Service Canada, meanwhile, has a mandate that extends well beyond the foreign worker program. It administers the multi-billion dollar Employment Insurance program as well as many other programs related to the Canadian labour market. Its core function is to protect and service the domestic labour market which, it could be argued, leads to its an ambivalent attitude toward granting permission to Canadian employers to bring in foreign workers. I would contend that as long as the issuance of Labour Market Opinions is the responsibility of this agency, the program will languish as a lower priority and be under-resourced when it is most needed by industry.

There are no easy answers here. One option would be for the provinces to take a greater role in foreign worker selection as they are beginning to do with economic immigration through the Provincial Nominee Programs (PNPs). Certainly it could be argued that individual provinces have a better handle on the labour shortages that exist within their borders than the relatively distance federal government in Ottawa has. And it is reasonable to expect that they would be able to respond to these shortages in a more timely fashion. However, at present, the provinces are generally a long way off from having the policy infrastructure, institutional knowledge and dedicated resources to deal with this important function.
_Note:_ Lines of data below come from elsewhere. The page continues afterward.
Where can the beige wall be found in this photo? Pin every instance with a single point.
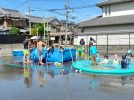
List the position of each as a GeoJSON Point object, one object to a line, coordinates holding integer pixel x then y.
{"type": "Point", "coordinates": [6, 49]}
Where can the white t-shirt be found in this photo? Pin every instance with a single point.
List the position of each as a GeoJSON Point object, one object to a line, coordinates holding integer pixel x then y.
{"type": "Point", "coordinates": [116, 61]}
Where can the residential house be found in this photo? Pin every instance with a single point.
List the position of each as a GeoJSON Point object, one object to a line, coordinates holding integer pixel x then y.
{"type": "Point", "coordinates": [11, 18]}
{"type": "Point", "coordinates": [55, 29]}
{"type": "Point", "coordinates": [115, 24]}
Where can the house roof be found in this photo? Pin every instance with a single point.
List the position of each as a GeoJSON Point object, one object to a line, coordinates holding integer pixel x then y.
{"type": "Point", "coordinates": [36, 19]}
{"type": "Point", "coordinates": [111, 2]}
{"type": "Point", "coordinates": [103, 21]}
{"type": "Point", "coordinates": [11, 13]}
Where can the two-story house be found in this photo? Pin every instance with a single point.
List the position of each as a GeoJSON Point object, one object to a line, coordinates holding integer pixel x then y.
{"type": "Point", "coordinates": [11, 18]}
{"type": "Point", "coordinates": [117, 20]}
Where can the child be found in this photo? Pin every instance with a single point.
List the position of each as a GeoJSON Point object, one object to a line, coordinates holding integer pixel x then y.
{"type": "Point", "coordinates": [105, 61]}
{"type": "Point", "coordinates": [123, 62]}
{"type": "Point", "coordinates": [115, 60]}
{"type": "Point", "coordinates": [128, 58]}
{"type": "Point", "coordinates": [97, 59]}
{"type": "Point", "coordinates": [129, 52]}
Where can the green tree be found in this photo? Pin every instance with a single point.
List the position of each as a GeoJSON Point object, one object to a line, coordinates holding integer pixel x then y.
{"type": "Point", "coordinates": [14, 30]}
{"type": "Point", "coordinates": [38, 29]}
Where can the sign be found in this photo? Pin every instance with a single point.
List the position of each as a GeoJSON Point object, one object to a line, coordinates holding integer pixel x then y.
{"type": "Point", "coordinates": [52, 38]}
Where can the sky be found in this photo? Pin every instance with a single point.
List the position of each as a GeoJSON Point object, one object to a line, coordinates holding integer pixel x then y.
{"type": "Point", "coordinates": [37, 8]}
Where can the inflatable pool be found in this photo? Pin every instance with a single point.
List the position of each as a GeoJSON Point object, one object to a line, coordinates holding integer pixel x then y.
{"type": "Point", "coordinates": [62, 56]}
{"type": "Point", "coordinates": [86, 66]}
{"type": "Point", "coordinates": [17, 53]}
{"type": "Point", "coordinates": [55, 55]}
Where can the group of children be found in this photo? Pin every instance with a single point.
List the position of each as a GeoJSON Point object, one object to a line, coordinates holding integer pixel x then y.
{"type": "Point", "coordinates": [40, 46]}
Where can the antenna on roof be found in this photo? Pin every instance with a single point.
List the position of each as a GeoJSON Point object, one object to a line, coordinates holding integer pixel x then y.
{"type": "Point", "coordinates": [28, 4]}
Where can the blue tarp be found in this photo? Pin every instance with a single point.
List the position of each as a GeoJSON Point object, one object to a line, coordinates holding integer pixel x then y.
{"type": "Point", "coordinates": [55, 55]}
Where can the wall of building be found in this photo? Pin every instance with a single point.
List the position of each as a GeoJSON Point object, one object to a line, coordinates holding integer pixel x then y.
{"type": "Point", "coordinates": [119, 39]}
{"type": "Point", "coordinates": [118, 9]}
{"type": "Point", "coordinates": [6, 49]}
{"type": "Point", "coordinates": [105, 29]}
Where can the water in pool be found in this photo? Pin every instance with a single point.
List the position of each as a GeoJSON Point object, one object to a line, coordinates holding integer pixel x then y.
{"type": "Point", "coordinates": [57, 83]}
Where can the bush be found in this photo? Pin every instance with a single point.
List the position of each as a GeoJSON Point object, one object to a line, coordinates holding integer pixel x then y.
{"type": "Point", "coordinates": [14, 30]}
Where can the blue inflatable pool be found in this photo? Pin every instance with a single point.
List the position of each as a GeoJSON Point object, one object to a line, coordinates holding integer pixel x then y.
{"type": "Point", "coordinates": [86, 66]}
{"type": "Point", "coordinates": [17, 53]}
{"type": "Point", "coordinates": [53, 56]}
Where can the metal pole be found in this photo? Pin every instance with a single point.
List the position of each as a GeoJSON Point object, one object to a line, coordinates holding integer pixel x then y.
{"type": "Point", "coordinates": [67, 12]}
{"type": "Point", "coordinates": [107, 44]}
{"type": "Point", "coordinates": [44, 25]}
{"type": "Point", "coordinates": [129, 41]}
{"type": "Point", "coordinates": [96, 40]}
{"type": "Point", "coordinates": [28, 3]}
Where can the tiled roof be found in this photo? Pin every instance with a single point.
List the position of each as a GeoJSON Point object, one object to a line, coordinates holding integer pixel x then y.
{"type": "Point", "coordinates": [110, 2]}
{"type": "Point", "coordinates": [36, 19]}
{"type": "Point", "coordinates": [102, 21]}
{"type": "Point", "coordinates": [11, 13]}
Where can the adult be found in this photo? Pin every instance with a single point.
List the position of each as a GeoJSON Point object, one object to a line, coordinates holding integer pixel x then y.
{"type": "Point", "coordinates": [93, 53]}
{"type": "Point", "coordinates": [25, 43]}
{"type": "Point", "coordinates": [82, 42]}
{"type": "Point", "coordinates": [92, 40]}
{"type": "Point", "coordinates": [40, 48]}
{"type": "Point", "coordinates": [26, 51]}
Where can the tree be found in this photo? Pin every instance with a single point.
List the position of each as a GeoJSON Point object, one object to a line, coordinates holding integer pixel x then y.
{"type": "Point", "coordinates": [14, 30]}
{"type": "Point", "coordinates": [38, 30]}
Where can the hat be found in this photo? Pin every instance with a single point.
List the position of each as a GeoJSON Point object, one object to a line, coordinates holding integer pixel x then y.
{"type": "Point", "coordinates": [115, 56]}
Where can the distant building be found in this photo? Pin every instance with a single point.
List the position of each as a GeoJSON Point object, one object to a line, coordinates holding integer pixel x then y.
{"type": "Point", "coordinates": [11, 18]}
{"type": "Point", "coordinates": [117, 17]}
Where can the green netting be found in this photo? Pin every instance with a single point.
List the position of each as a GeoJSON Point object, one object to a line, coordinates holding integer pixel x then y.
{"type": "Point", "coordinates": [86, 66]}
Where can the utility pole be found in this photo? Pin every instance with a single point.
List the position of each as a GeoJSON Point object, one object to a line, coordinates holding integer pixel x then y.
{"type": "Point", "coordinates": [29, 15]}
{"type": "Point", "coordinates": [67, 12]}
{"type": "Point", "coordinates": [44, 24]}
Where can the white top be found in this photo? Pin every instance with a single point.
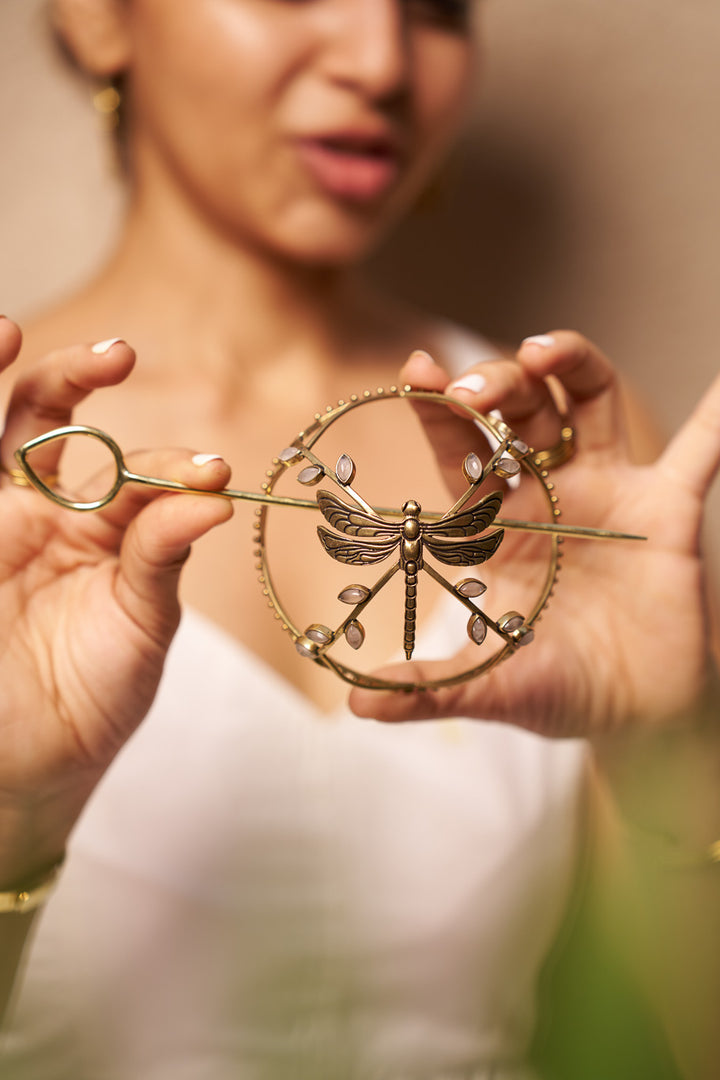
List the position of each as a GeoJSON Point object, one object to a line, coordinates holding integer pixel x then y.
{"type": "Point", "coordinates": [259, 892]}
Once upon a time in Canada, there was a ministry called, in blatantly sexist fashion, Manpower and Immigration. It eventually was renamed Employment and Immigration Canada and it combined the functions of managing and administering the foreign worker program with overall responsibility for immigration selection and admission. Perhaps it is time to return to the past and include these important federal government functions in the same department. Certainly, from the perspective of employers crying out for foreign labour, it could only be an improvement on the current system.